IEEE Access (Jan 2024)
Harris Harks Optimization Based Clustering With Fuzzy Routing for Lifetime Enhancing in Wireless Sensor Networks
Abstract
In wireless sensor networks (WSNs), energy preservation through clustering and routing protocols has been verified as a significant effective method to extend the network lifetime. However, hot spot problem, excessive message overhead used for cluster formation, and frequent cluster maintenance are still the main challenges in clustering and routing protocols. The objective of this paper is to overcome these problems to enhance the network lifetime by proposing a new protocol combined Harris Harks Optimization Clustering with Fuzzy Routing named as HHOCFR. In HHOCFR, an improved Harris harks optimization (HHO) algorithm is utilized to select the best cluster heads (CHs) and form optimal clusters simultaneously by a novel encoding mechanism. Moreover, good point set based population initialization and neighborhood centroid opposition based learning mechanism are used to accelerate convergence and avoid being trapped into local optima. Thus, no extra message is needed for cluster formation. In addition, a fuzzy logic system (FLS) considers residual energy, energy consumption deviation of cluster, and distance to crossover point as descriptors to make decision on relay CH determination for each CH, resulting in energy balance among CHs so as to mitigate the hot spot problem. Thereafter, the CHs monitor the energy of the clusters to determine whether the rotation of CHs or re- clustering is started to maintain the clusters, which further decreases energy consumption of the network.

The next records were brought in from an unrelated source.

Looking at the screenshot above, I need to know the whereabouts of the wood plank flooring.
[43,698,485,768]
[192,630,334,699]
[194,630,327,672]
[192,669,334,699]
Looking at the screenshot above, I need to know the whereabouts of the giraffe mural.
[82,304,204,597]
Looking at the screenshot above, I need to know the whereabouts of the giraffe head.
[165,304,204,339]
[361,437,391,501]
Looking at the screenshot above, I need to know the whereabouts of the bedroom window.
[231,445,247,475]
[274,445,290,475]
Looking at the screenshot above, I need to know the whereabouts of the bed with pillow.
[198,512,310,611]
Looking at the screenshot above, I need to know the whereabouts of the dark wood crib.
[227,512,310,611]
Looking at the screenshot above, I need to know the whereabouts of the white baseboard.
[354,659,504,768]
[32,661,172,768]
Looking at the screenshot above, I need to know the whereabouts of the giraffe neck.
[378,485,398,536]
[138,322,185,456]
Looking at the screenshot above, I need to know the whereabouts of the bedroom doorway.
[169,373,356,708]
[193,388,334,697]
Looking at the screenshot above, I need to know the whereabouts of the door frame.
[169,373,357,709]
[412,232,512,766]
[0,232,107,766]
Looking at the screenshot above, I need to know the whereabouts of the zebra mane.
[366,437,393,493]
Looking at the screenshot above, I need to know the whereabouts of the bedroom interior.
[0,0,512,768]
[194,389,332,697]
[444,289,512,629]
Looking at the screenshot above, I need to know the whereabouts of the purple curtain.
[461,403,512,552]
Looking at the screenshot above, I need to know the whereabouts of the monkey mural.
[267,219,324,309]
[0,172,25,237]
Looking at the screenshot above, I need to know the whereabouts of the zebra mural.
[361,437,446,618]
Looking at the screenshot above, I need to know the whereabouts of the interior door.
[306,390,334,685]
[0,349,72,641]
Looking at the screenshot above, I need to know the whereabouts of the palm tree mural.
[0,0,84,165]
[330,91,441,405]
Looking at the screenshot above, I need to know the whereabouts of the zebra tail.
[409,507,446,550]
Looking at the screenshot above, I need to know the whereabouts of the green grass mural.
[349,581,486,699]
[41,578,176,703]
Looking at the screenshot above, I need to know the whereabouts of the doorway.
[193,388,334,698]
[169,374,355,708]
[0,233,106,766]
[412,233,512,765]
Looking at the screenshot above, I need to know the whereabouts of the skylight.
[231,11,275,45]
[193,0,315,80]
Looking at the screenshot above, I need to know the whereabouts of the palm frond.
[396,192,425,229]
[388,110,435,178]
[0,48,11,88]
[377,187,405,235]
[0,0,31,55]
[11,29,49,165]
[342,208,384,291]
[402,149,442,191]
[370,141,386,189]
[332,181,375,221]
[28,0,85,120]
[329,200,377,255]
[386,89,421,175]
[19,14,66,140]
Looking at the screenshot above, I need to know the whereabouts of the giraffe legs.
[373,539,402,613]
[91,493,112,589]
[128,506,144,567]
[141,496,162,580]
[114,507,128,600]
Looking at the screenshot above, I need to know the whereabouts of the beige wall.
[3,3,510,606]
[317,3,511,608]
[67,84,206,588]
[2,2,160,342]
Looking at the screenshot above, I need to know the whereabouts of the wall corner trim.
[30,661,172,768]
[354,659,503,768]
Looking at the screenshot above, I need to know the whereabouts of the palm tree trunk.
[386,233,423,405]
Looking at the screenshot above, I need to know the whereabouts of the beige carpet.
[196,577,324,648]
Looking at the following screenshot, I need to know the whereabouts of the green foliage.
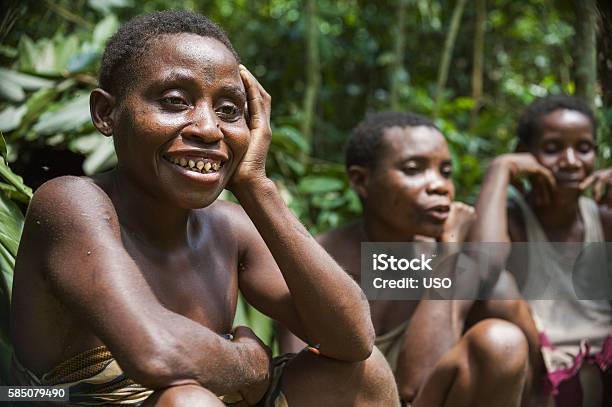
[0,0,612,354]
[0,132,32,384]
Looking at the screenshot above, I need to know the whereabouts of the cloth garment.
[11,346,295,407]
[510,191,612,406]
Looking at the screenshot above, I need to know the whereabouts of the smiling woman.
[11,11,398,406]
[91,33,249,208]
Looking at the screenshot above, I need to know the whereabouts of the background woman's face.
[366,126,455,237]
[531,109,597,189]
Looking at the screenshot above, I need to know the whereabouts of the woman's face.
[365,126,455,238]
[113,33,250,208]
[530,109,597,189]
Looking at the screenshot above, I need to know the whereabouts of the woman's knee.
[463,318,529,376]
[143,384,224,407]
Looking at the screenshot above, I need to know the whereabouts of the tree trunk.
[574,0,597,107]
[390,0,406,110]
[434,0,467,117]
[471,0,487,127]
[302,0,321,155]
[598,0,612,108]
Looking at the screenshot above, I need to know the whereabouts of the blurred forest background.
[0,0,612,382]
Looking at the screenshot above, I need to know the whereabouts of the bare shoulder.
[507,200,527,242]
[28,176,115,219]
[24,176,119,244]
[598,203,612,242]
[199,199,261,250]
[317,222,361,254]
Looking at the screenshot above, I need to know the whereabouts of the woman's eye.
[578,143,593,154]
[544,143,559,154]
[402,166,420,175]
[161,96,187,106]
[217,105,242,119]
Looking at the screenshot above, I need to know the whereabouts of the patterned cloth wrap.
[11,346,295,407]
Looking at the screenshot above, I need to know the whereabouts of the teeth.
[168,157,221,174]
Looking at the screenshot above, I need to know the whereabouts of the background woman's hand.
[492,153,557,206]
[580,168,612,205]
[440,201,476,242]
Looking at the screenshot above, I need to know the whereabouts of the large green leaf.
[34,92,90,135]
[0,158,32,198]
[0,80,25,102]
[0,104,28,132]
[93,14,119,48]
[0,68,55,90]
[298,176,344,194]
[0,134,8,158]
[0,192,23,257]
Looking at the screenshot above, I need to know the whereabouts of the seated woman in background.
[471,95,612,406]
[281,112,537,407]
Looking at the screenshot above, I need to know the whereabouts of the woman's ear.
[514,141,529,153]
[89,88,115,137]
[347,165,370,199]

According to the results, the average network lifetime of HHOCFR has increased by 34.20%, 28.11%, 23.65% and 17.43%, compared to IBRE-LEACH, DAPFL, IHHO-F and HHO-UCRA. For network throughput, HHOCFR is 12.7%, 13.51%, 20.95%, 10.87% higher than IBRE-LEACH, DAPFL, IHHO-F and HHO-UCRA. In addition, he energy consumption of HHOCFR is lower than IBRE-LEACH, DAPFL, IHHO-F and HHO-UCRA by 42.73%, 23.74%, 25.58%, 23.23%, respectively.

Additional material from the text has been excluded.